McCain can orate, too

Democratic presidential candidate Barack Obama has gotten most of the plaudits in the oratory department throughout this campaign. His speechifying has electrified rallygoers throughout the country and is responsible for most of the energy that's been injected into this cycle.

But Republican nominee-to-be John McCain showed this week that he's no rookie when it comes to turning an inspiring phrase.

On a self-styled "biography tour" to introduce (or reintroduce, if you read my earlier comments on it) himself to Americans, McCain delivered his own call for his countrymen, young and old, to invest their time, talents and treasure into this nation we call home:

McCain made his comments on his way to the U.S. Naval Academy, where he graduated, to deliver the third in a string of speeches in a week-long tour designed to reintroduce him to a wide, general election audience and remind them of his long military history.
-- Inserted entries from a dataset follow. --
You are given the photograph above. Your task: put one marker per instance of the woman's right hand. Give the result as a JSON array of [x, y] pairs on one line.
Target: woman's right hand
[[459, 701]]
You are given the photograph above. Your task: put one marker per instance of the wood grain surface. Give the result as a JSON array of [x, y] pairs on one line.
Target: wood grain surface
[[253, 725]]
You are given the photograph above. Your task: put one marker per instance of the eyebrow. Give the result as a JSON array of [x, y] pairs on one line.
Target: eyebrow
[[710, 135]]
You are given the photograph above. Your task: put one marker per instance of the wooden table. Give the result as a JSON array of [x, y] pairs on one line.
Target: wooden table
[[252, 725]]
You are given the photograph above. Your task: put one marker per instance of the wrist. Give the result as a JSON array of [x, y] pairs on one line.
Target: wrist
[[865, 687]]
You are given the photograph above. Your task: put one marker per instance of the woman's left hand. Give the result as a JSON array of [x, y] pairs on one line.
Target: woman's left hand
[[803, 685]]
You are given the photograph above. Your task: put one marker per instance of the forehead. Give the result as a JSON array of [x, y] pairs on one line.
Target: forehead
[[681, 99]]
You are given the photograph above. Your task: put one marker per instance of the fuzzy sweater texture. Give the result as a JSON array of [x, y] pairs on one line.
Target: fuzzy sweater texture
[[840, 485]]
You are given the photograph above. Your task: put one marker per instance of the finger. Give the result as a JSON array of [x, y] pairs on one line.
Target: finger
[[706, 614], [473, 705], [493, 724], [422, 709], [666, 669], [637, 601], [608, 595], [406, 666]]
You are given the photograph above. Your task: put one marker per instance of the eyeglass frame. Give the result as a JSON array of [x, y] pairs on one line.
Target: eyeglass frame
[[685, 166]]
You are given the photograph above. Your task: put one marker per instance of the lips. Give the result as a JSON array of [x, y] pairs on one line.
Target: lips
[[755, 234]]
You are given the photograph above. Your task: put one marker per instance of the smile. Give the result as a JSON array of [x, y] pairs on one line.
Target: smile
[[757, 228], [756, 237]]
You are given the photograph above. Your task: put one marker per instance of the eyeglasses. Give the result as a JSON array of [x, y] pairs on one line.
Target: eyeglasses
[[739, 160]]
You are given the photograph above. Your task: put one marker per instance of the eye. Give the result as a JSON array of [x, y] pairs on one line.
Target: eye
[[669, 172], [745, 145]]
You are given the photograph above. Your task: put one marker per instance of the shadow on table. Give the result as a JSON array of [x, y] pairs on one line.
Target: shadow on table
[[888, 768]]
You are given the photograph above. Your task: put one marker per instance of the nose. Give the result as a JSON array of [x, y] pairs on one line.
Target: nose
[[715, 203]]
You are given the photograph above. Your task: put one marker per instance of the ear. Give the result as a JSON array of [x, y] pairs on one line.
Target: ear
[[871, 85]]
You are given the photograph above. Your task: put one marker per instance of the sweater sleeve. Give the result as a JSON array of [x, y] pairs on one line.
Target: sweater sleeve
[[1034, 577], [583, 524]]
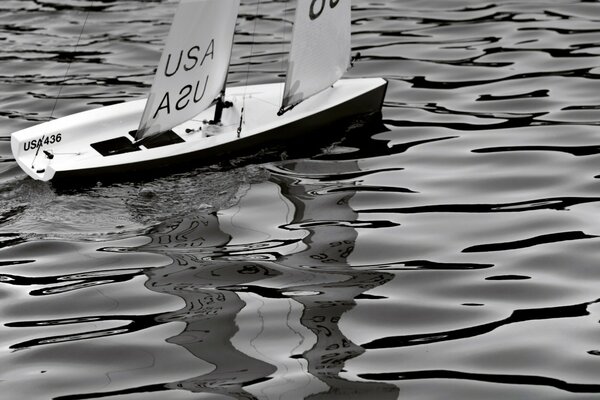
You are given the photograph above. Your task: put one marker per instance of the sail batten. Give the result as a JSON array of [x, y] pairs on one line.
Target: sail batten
[[320, 50], [193, 67]]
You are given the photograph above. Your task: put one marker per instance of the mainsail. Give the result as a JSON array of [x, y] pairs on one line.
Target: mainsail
[[193, 66], [320, 52]]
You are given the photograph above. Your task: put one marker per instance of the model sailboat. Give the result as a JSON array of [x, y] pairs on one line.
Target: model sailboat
[[190, 116]]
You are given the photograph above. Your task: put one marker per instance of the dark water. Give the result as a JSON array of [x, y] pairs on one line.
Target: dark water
[[451, 253]]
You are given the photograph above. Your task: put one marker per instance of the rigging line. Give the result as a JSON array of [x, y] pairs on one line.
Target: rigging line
[[283, 52], [62, 83], [69, 64], [248, 69]]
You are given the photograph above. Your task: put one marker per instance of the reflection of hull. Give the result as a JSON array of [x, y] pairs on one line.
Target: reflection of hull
[[98, 143]]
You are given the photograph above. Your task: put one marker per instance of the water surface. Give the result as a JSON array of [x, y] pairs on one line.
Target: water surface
[[449, 252]]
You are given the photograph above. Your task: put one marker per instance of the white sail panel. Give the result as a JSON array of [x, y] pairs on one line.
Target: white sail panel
[[193, 66], [320, 52]]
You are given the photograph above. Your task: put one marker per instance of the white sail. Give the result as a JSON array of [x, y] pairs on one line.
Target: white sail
[[320, 52], [193, 67]]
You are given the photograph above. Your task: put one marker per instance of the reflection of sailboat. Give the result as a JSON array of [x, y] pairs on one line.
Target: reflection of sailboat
[[271, 328], [191, 117]]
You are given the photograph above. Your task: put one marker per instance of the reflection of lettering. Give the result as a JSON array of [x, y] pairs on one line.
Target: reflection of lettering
[[184, 97], [315, 12]]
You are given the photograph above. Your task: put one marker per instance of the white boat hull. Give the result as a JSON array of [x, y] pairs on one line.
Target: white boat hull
[[98, 143]]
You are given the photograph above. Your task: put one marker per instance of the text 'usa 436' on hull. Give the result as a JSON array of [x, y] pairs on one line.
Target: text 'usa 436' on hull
[[100, 142]]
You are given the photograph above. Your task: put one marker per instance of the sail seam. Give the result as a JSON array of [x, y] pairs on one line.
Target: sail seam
[[248, 69]]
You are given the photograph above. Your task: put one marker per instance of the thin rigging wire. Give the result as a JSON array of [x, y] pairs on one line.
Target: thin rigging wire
[[283, 43], [63, 81], [69, 64]]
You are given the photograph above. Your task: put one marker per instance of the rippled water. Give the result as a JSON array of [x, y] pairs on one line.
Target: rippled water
[[449, 252]]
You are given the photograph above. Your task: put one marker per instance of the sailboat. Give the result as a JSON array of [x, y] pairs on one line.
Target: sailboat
[[191, 116]]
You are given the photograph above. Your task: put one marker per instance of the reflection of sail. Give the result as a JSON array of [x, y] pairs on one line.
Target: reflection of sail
[[266, 312], [209, 312], [330, 244]]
In his speech on a wind-swept outdoor pavilion overlooking the football stadium at the U.S. Naval Academy, the one-time Vietnam prisoner of war issued a challenge.

"If you find faults with our country, make it a better one. If you are disappointed with the mistakes of government, join its ranks and work to correct them," he said.

He said he hopes more Americans will enlist in the military or run for office.

"But there are many public causes where your service can make our country a stronger, better one than we inherited. Wherever there is a hungry child, a great cause exists. ... Wherever there is suffering, a great cause exists."
With the range and depth of problems facing the United States, it's easy to become disillusioned and cynical -- and many people do. But that's why I love this kind of appeal to service to the country and its people, especially when it comes from someone who has such a long history of service himself: It's a reminder of what makes America great -- the people, and what they can do, themselves.